The levy will be implemented once the relevant finance ministry regulation has been issued, Airlangga Hartarto said.
Indonesia, the world's top palm oil producer, collects levies to help subsidise its mandatory biodiesel programme, in which bio-content will be increased to 40 per cent, called B40, starting Jan. 1 from the current 35 per cent.
The higher blend is expected to increase the subsidy requirement.
BPDPKS, the agency in charge of collecting and managing the palm oil funds, estimated in November that increasing the mandatory blend of biodiesel to 40 per cent would increase the subsidy requirement by 68 per cent.
"There will be funding from BPDPKS ... First, we will increase the levy to 10 per cent," Airlangga said when asked about the subsidy financing.
Palm oil currently costs around $400 per metric ton more than crude oil.
Indonesia currently imposes a 7.5 per cent levy for CPO exports, while the levy for more refined palm oil products is charged at between 3.0 per cent and 6 per cent of the reference price.

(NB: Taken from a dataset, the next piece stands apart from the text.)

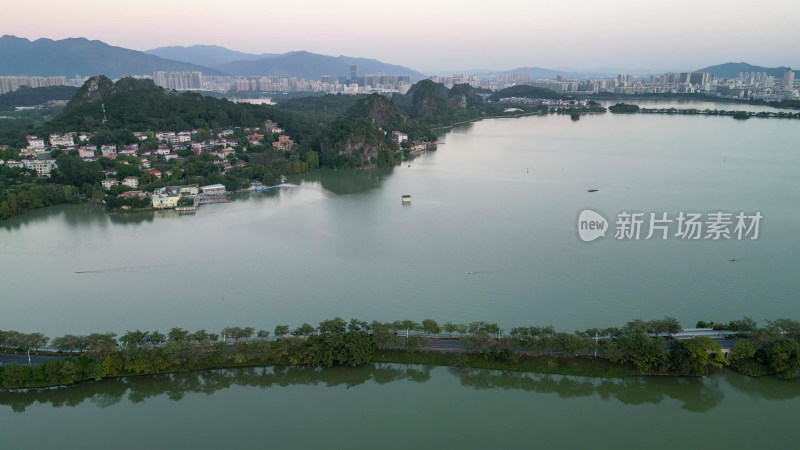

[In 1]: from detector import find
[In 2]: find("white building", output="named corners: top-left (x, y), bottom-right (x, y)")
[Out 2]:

Airlangga did not elaborate on the new levy rates for refined palm oil products.
Palm oil group GAPKI is concerned a higher levy will reduce the competitiveness of Indonesian exports, chairman Eddy Martono said.
"Compared to Malaysian palm oil, ours is more expensive due to levy, export tax and the domestic obligations. These are all burdensome," he said.
The benchmark palm oil contract in Kuala Lumpur, which fell as much as 3.58 per cent earlier on Thursday, pared most of its losses after Airlangga's comment. It was trading 0.33 per cent lower at 0937 GMT.
A senior official at the energy ministry said the government planned to allocate 15.62 million kilolitres of unblended biodiesel to fuel retailers next year, up from 13.4 million kilolitres allocated for B35 this year.